“The states in India seem reluctant to empower urban local bodies both functionally as well as financially.” Comment.

The question “The states in India seem reluctant to empower urban local bodies both functionally as well as financially.” Comment. was asked in the Mains 2023 GS Paper 2. Let us look at the model answer to this question.

Answer: The 74th Constitutional Amendment Act of 1992 aimed to empower urban local bodies (ULBs) for democratic decentralization. However, ULBs still grapple with challenges in funds, functions, functionaries, and functionality. This has hindered their effective functioning and limited their empowerment in various states.

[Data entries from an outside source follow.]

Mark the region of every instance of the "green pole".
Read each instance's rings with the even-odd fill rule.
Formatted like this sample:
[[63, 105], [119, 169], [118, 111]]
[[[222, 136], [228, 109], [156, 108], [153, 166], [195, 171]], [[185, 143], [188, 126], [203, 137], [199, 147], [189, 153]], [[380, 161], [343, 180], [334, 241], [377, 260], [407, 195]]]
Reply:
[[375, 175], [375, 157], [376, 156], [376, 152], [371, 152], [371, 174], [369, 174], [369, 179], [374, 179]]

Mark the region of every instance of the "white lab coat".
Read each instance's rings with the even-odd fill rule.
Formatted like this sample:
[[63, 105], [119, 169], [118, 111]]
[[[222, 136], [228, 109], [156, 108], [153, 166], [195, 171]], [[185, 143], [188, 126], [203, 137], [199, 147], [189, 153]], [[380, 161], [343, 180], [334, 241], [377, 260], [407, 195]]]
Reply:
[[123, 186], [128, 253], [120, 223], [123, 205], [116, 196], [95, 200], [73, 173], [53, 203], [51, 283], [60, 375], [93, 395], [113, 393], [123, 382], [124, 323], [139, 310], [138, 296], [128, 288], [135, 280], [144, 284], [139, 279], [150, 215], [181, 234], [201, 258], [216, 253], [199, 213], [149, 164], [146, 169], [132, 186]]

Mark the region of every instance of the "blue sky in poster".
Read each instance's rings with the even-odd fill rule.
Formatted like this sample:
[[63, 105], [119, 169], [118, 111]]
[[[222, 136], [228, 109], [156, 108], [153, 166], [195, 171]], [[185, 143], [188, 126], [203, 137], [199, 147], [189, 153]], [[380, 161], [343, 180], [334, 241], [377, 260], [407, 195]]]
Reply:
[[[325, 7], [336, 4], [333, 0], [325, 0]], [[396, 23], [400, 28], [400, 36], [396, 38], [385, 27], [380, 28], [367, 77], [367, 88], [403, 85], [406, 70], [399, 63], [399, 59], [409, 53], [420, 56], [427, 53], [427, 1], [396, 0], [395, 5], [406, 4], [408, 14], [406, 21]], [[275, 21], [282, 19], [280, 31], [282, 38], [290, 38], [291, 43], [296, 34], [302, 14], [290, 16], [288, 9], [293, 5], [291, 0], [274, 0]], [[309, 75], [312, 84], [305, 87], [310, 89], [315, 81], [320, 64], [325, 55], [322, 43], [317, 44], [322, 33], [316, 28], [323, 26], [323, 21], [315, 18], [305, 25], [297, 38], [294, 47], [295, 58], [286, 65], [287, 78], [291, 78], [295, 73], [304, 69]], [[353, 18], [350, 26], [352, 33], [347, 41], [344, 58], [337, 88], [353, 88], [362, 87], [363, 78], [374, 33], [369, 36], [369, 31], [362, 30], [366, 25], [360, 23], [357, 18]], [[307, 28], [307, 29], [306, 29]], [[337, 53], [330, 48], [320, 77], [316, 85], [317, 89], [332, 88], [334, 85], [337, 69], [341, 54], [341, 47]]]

Reluctance Of States To Empower Urban Local Bodies

  • Functional Reluctance:
    • Limited Devolution of Functions:
      • Many states have been slow in transferring functions listed in the Twelfth Schedule to ULBs, impeding their ability to effectively govern urban areas.
      • Parallel Bodies: The establishment of parallel bodies like Special purpose vehicle overseeing significant urban functions weakens the role and significance of ULBs.
    • Non-transparent Appointment Procedures: In some states, ward committees are not constituted transparently, leading to delays and potential compromises in the democratic process.
    • Mayoral Authority: In states where mayors are directly elected, their authority is often nominal due to Municipal commissioners wielding more decision-making power inadequate power devolution, limiting their effectiveness in local governance.
  • Financial Reluctance:
    • Dependency on State Grants: ULBs rely heavily on grants from state governments, which limits their financial autonomy and leaves them vulnerable to changing state priorities.
    • Inefficient Revenue Collection: Many ULBs face challenges in efficiently collecting property taxes and other local dues, resulting in strained financial resources.
    • Lack of Diversified Revenue Sources: A significant portion of revenue for ULBs, up to 60%, is derived solely from property taxes, indicating a lack of diversification in revenue streams like public-private partnerships, municipal bonds, or user charges.
    • Ineffective State Financial Commissions: As per RBI report, State governments often fail to establish State Financial Commissions (SFCs) as mandated every five years. Consequently, SFCs largely fall short in guaranteeing a systematic and rule-based allocation of funds to Local governments.

The states in India seem reluctant to empower urban local bodies both functionally as well as financially.” Comment.

To Tackle These Obstacles, Following Steps Can Be Implemented

  • Enhancing Financial Autonomy:
    • Devolve More Taxes: State governments should allocate a greater share of taxes to ULBs, reducing dependence on higher levels of government for funding.
    • Promoting Innovative Financing: Encourage ULBs to explore alternative financing mechanisms to diversify revenue sources. For Ex: Municipal Bonds
  • Strengthening Devolution of Powers: Periodic reviews should be conducted to ensure that the provisions of the 74th Amendment Act are effectively implemented, empowering ULBs to carry out their functions.
  • Capacity Building: States should invest in capacity-building programs for local bodies, as exemplified by successful initiatives in Karnataka and Mizoram. This would enhance the competence and efficiency of ULBs.
  • Streamlining Accounting Practices: ULBs should implement improved accounting practices, ensuring accurate budget preparation, maintenance, and timely presentation of accounts.

States like Karnataka, Mizoram focus on capacity building for local bodies. Some states like Gujarat, Maharashtra, and Andhra Pradesh have granted financial autonomy. The 74th Amendment's vision needs consistent empowerment efforts and political commitment for effective urban development.